In Munkres' Topology there is a theorem which states that the image of a connected space under a continuous map is connected.
In the proof of this, they let $f: X \rightarrow Y$ be continuous, where $X$ is connected, and prove that $Z = f(X)$ is connected. It says that since the restricted map to $Z$ is also continuous, it suffices to consider $g: X \rightarrow Z$. Supposing that $Z = A \cup B$ is a separation, then $g^{-1}(A)$ and $g^{-1}(B)$ are disjoint nonempty open sets whose union is $X$. And then they form a separation of $X$ which is contradicting the fact that $X$ is connected.

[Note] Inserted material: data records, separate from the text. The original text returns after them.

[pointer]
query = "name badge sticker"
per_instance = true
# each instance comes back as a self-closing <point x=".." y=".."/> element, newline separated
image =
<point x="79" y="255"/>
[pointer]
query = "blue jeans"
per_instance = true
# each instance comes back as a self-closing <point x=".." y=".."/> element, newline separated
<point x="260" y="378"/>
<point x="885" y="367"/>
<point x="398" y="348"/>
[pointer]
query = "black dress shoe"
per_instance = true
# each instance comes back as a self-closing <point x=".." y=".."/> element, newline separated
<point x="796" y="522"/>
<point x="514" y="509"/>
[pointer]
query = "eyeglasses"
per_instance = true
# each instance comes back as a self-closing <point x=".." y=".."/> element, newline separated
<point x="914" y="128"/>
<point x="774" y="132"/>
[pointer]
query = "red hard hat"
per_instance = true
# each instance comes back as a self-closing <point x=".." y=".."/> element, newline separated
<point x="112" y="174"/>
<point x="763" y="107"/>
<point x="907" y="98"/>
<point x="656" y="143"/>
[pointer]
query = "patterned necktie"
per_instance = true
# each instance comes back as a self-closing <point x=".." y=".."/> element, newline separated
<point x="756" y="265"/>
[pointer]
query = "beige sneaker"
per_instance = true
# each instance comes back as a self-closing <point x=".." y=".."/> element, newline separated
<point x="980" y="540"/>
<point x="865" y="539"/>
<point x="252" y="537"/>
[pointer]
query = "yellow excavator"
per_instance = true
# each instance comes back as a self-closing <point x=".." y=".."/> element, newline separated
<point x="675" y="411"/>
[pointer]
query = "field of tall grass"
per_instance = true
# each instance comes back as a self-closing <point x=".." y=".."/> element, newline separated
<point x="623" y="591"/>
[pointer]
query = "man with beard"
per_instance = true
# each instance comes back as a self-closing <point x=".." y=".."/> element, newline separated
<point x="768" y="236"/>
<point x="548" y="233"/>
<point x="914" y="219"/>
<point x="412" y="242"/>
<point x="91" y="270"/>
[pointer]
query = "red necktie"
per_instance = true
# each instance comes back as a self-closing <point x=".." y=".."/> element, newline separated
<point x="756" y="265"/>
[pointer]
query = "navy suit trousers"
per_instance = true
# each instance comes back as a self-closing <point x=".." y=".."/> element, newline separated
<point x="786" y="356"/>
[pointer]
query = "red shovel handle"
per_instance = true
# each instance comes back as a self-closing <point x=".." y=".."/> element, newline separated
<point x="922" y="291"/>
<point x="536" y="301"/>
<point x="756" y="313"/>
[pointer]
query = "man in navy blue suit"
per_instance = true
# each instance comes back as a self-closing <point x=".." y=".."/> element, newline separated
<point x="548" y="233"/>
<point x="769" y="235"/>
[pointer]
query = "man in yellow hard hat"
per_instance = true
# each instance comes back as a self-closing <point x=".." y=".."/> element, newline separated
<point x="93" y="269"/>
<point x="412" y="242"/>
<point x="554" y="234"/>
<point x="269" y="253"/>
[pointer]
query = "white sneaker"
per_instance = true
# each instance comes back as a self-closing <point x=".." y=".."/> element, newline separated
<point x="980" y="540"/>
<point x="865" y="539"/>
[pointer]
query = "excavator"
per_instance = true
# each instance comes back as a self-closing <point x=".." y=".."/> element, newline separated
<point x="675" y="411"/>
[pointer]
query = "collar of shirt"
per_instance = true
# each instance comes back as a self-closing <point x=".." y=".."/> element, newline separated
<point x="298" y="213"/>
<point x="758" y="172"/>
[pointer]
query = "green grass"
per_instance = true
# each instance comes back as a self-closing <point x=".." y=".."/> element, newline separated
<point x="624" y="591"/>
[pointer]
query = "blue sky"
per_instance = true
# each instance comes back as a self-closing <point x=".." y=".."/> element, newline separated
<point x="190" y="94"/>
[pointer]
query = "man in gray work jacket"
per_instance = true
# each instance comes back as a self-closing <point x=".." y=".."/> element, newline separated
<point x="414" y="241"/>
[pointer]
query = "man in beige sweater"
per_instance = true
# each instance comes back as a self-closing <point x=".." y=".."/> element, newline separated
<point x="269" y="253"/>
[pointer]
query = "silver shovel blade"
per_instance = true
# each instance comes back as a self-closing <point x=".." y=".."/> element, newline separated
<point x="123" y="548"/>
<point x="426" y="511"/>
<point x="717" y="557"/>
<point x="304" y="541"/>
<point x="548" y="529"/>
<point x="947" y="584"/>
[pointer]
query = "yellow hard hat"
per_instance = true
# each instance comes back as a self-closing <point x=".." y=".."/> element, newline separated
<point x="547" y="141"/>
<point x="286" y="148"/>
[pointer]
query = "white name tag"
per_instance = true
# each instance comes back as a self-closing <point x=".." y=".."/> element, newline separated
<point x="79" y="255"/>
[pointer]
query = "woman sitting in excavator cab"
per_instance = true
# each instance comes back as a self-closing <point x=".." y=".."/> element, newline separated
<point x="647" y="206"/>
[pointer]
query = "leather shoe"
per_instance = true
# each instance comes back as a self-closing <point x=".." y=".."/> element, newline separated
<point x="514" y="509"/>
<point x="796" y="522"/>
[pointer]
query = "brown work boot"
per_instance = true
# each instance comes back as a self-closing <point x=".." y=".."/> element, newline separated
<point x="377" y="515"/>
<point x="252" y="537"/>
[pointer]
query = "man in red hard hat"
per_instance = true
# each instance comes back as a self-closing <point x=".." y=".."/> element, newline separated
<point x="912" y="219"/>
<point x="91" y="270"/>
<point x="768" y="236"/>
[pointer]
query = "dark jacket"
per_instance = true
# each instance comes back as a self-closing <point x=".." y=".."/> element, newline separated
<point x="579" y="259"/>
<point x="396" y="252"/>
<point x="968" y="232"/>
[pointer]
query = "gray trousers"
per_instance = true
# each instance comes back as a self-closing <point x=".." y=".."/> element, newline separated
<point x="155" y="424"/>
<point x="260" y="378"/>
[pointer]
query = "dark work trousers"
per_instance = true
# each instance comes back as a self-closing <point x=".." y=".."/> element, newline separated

So here is my question: The reason we know that $g^{-1}(A)$ and $g^{-1}(B)$ are nonempty is because $g$ is a surjection (according to the book). But how do we know for sure that $g$ is a surjection? We are told that $f$ is continuous and that $g$ is a restriction to $Z$, but what if $f$ is injective, couldn't $g$ be injective as well?
Best Answer
To say that $Z=f(X)$ means that $Z = \{f(x) \,|\, x \in X\}$. The restriction of the function $f : X \to Y$ to the subset $Z \subset Y$ is the function $g : X \to Z$ defined by $g(x)=f(x)$ for all $x \in X$ (sometimes this is called a "range restriction", as opposed to the usual notion of restriction which might be called a "domain restriction").
If we take any element $z \in Z$, then applying the definition of $Z$ we have $z=f(x)$ for some $x \in X$, and then applying the definition of $g$ we have $z=g(x)$. In other words, for each $z \in Z$ there exists $x \in X$ such that $g(x)=z$. This is exactly what it means for the function $g$ to be surjective.
By the way, $g$ might well be injective, but you asked about surjectivity which is different than (and logically independent from) injectivity.